The Indominus Rex of "Jurrasic World."

The Indominus Rex of "Jurrasic World." Credit: Universal Pictures and Amblin Entertainment

The fictional Jurassic Park is back in business, updated into an even bigger and slicker resort that gives its name to "Jurassic World." Despite countless casualties racked up over three films, the park has cooked up a new attraction, a man-made beast called the Indominus rex. "Nobody's impressed by a dinosaur anymore," says Claire, a Jurassic executive played by a chilly Bryce Dallas Howard. "Consumers want them bigger, louder. More teeth."

She's talking about you, moviegoers, and "Jurassic World" will certainly give you your money's worth. It's a beat-for-beat repeat of Steven Spielberg's 1993 smash, "Jurassic Park," but with smoother effects and niftier gadgetry (and more product placement). That turns out to be a calculated but winning formula. Directed almost as an homage by Colin Trevorrow, "Jurassic World" is a new and thrilling roller coaster built on familiar territory.

The basics haven't changed. We're still following two kids: excitable young Gray (Ty Simpkins) and his too-cool teenage brother, Zach (Nick Robinson), who have been sent to the park alone by their weepy mom (Judy Greer). The boys' aunt is Claire, but she's too busy climbing the corporate ladder -- and flirting with raptor trainer Owen (Chris Pratt) -- to watch them. When the Indominus rex busts out of its concrete bunker, the boys are MIA.

There isn't much chemistry between Claire, who can be shockingly heartless, and Owen, who mostly glowers. Pratt, the insouciant charmer from last year's "Guardians of the Galaxy," seems a bit wasted in this humorless role; there's far more appeal to Lowery (Jake Johnson), a tech-savvy nebbish with a dormant heroic streak. Vincent D'Onofrio has fun playing Hoskins, a scheming military contractor with plans for those raptors.
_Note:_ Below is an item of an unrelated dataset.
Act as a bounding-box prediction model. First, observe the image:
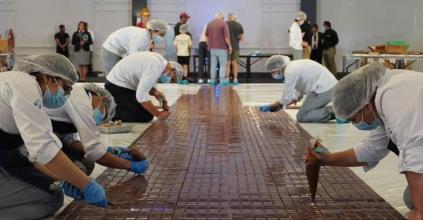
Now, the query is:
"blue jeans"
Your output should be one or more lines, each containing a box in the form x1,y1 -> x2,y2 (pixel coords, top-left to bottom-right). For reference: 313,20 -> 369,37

Remember in 1993 when the dinosaur played cat and mouse with two kids in a Ford Explorer? Here the kids are trapped in a spherical gyro-pod, but the idea is the same. Other repeated scenes include the raptors wreaking havoc, the park's owner, Mr. Masrani (Irrfan Khan), watching his empire crumble and a climactic battle of Godzilla-like magnitude -- and that's just a short list. There isn't anything original here, but it's all executed with energy and skill. As always, the underlying message is that nature, like Hollywood formulas, should not be tampered with.